Evolutionary psychology, for the unfamiliar, is a branch of psychology that tells stories about what early human experiences would have been like in hunter-gatherer times, and uses this framework to explain why social differences, such as the differences between men and women, are innate. It has been criticized for not being falsifiable, relying on storytelling and supposition rather than testable hypotheses and facts. Because it explains the current social order as based in nature and fundamentally unchangeable it is beloved by conservatives, whose political motivation is to resist attempts at positive social change.
The heart of the disagreement among feminist women who either support or oppose trans rights, according to Welsch, is whether it is “in women’s interests to acknowledge innate psychological differences in males and females.” There’s a bit of throat clearing where Welsch makes clear she understands that conservatives have used evo psych claims to support conservative agendas to roll back women’s equality in public life (selling this as beneficial to women because they will be much happier in their natural, subordinate roles), then launches in to two full paragraphs of credulous, poorly written, evo psych twaddle.
Here, have a screenshot:
This is, finally, gender-critical feminism laid bare. Gender-critical feminism (or “reality based feminism” as Welsch calls it) is a politically conservative attempt to sell women on the idea that they’d be happier if they simply accepted they were different from (and naturally subordinate to) men.
Did you catch the full absurdity of this move? Welsch above explained that she believes cis women support trans women, not because they believe it is right, but pragmatically, to get ahead in their careers. Doing or saying something amoral to get ahead in your career, commonly called ambition, is more stereotypically associated with men. However, Welsch’s conservative worldview, which is based in innate sex differences as imagined by evolutionary psych, cannot allow women to be motivated by ambition for themselves. And, of course, Welsch’s anti-trans views cannot allow women to be motivated by their genuine beliefs about what’s right and wrong.

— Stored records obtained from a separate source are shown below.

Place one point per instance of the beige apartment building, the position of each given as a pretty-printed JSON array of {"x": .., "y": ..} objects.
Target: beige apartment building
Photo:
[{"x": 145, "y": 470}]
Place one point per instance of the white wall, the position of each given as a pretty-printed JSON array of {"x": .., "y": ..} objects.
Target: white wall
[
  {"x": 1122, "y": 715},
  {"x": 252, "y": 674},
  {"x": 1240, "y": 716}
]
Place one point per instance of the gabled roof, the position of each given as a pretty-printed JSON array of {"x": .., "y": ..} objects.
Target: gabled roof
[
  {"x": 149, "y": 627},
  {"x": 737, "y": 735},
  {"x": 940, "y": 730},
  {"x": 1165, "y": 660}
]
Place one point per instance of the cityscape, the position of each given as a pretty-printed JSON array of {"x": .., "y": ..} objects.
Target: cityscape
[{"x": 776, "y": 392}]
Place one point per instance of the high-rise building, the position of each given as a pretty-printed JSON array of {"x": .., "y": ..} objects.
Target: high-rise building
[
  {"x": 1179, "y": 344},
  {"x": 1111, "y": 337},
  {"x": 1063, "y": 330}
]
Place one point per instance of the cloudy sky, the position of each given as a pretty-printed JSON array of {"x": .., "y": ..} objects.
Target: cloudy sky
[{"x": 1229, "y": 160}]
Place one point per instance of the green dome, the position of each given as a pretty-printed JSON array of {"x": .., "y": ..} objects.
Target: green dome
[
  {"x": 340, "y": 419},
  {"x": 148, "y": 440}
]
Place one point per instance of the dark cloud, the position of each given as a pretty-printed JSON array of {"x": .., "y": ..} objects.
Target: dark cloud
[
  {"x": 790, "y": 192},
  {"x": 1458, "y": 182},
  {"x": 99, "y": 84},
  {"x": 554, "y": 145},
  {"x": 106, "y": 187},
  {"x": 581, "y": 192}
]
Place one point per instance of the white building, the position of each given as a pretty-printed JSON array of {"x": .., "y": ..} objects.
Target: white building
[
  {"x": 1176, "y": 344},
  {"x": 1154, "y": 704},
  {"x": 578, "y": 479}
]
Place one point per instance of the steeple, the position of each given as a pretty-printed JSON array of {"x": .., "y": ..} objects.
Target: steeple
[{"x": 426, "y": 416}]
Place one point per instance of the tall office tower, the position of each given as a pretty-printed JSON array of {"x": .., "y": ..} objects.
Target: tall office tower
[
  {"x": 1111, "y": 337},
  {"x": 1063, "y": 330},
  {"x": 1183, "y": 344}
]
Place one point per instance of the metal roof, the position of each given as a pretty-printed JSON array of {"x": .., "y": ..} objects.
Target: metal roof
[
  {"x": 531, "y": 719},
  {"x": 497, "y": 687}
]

So she turns back to evolutionary psych and comes up with women’s “comparatively greater preoccupation with survival and protecting our kin” as the reason why women are acting in ways she believes are pragmatic for the advancement of their careers.
This is one of those times when the tension of conservatives pretending that attacking trans women is the new feminism comes apart at the seams. In order to explain what gender-critical feminism is, Welsch is forced to rely on sexist notions that women are fundamentally inferior to men from birth. It’s the entire ballgame of gender-critical feminism, laid bare. It’s unpopular with women because the bargain it offers is the very bargain feminism developed to oppose: The patriarchy declares that it will keep women safe if only they accept a segregated and subordinate place. The vast weight of human history has shown this isn’t so: Treating men and women as having fundamentally different intelligences, motivations, and drives has always been part of attempts to exclude, segregate, and diminish women as equals. Welsch’s flimsy attempt to explain women’s career ambition as somehow evolutionarily different from men’s ambition doesn’t alter this in any way. It’s just a sad reiteration of the commitment of gender-critical women to the slow erosion of equal rights in favor of “sex based” rights whose real aim is to relegate women back to a separated and subordinated place in public life.